'POA should be banned from classic car ads'

Few things infuriate Porter more than ‘POA’ on classic car ads, so it’s a term he’ll swiftly outlaw once he becomes dictator.

Richard Porter opinion

Under the benevolent regime of my benign and glorious dictatorship, a few things are going to change. First of all, poor motorway lane discipline is going to be tackled in ways I’ve yet to finalise but which will almost certainly involve lasers. Secondly, the punishments for parking in the disabled space when you have no disability are going to get rather more severe: but don’t worry,the furious weasels I put down your trousers will ‘only be there for a few minutes’. Also, I’m going to bring back the death penalty, but only for people who stand too close to airport baggage carousels when their luggage has yet to appear.

And, perhaps most importantly, there will be one final alteration to the laws of the land specifically targeted at the dealers who take out ads in classic car magazines and which will make it illegal to list any car as ‘POA’.

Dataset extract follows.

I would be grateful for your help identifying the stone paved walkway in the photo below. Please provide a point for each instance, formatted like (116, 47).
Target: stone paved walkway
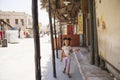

There are various things that stick in the craw about classic car classifieds. The haughty, snobbish tones that are signally undermined by basic grammatical errors, like a witheringly dry assistant in a Bond Street jewellery shop using the linguistic cadences of Mark Blundell. The sometimes deranged obsession with eating up a limited word count talking about oil pressure. The even more insane fixation with cars that have a ‘titled owner’ as if that makes them better. Or, worse yet, the proud boast of a ‘former rock star owner’ as if the one person you’d trust to let the oil warm through is Keith Richards. And don’t get me started on the trade’s apparent desire to make air-cooled Porsche 911s the new gold standard.

But even amongst the strange world of classic car advertising, POA in lieu of price is the worst. In fact, it’s one of the most annoying things in the world. There are, apparently, some excuses as to why some high-end car garages persist with their POA irksomeness. It’s meant to create intrigue and, in doing so, drive trade, the idea being that people who are seriously interested have their interest piqued and will make a phone call rather than procrastinating at their desk, thereby triggering a conversation that starts ‘hello sir’ and ends with ‘and I’ll let you know when the funds land in our account’. But I don’t believe this can work that well, especially on less rare stuff. If you went into a branch of Sainsbury’s and they’d removed all the prices from the shelves you’d think they were being bloody-minded and you’d sod off to Waitrose where you could also pick up some langoustines and goose pube pate and all the other stuff they consider ‘essential’.

More cynically, you could suggest that in the superheated classic car market, POA gives the dealer the wiggle room to ‘adjust’ upwards if a similar car goes for comically inflated money at auction during the lifespan of the monthly mag ad. Although I’m sure this never actually happens. Ahem...

Ferrari F40 - Front

Anyway, I’m sure dealers can claim sound reasons for putting POA where the price should be. But it simply won’t do. Not because I’m in the market for a very expensive classic, but because it’s spoiling all the fun of browsing classic car adverts as a little canter into fantasy land. If I had half a million quid, what would I buy? Or, in a more complex version of the same game,if I had a chunky wad of six or seven figures worrying a hole in my trousers, how many things could I get into my fantasy garage? It's the kind of pleasant diversion that can wile away a decent chunk of time, most especially on a flight, but POA spoils all that. Firstly because if you’re playing the game properly you have to set yourself a budget and that has to be an actual amount. Secondly, because you’re on a plane and therefore less likely to have access to Wi-Fi through which you can comb the internet to see what, say, XJ220s or F40s or Countachs are going for these days by checking garages that don’t infuriatingly insist that the price must be applied for.

Plus, POA is robbing those of us with a nerdish bent the chance to keep abreast of where prices are going amongst the stuff we lust over. Which is important, if only so that when a friend spots an Alfa Montreal or Maserati Bora or Aston DB4 and asks what it’s worth, you aren’t forced to reply, ‘Oooh, I reckon POA, mate.’

The trade, of course, will have no sympathy with this complaint since I am, like so many others, just doing a very remote version of tyre kicking. But maybe one day I will want a desirable classic. And maybe I’ll write you a cheque for it. Then we’ll see how much you like it when, in the amount section, I simply write POA.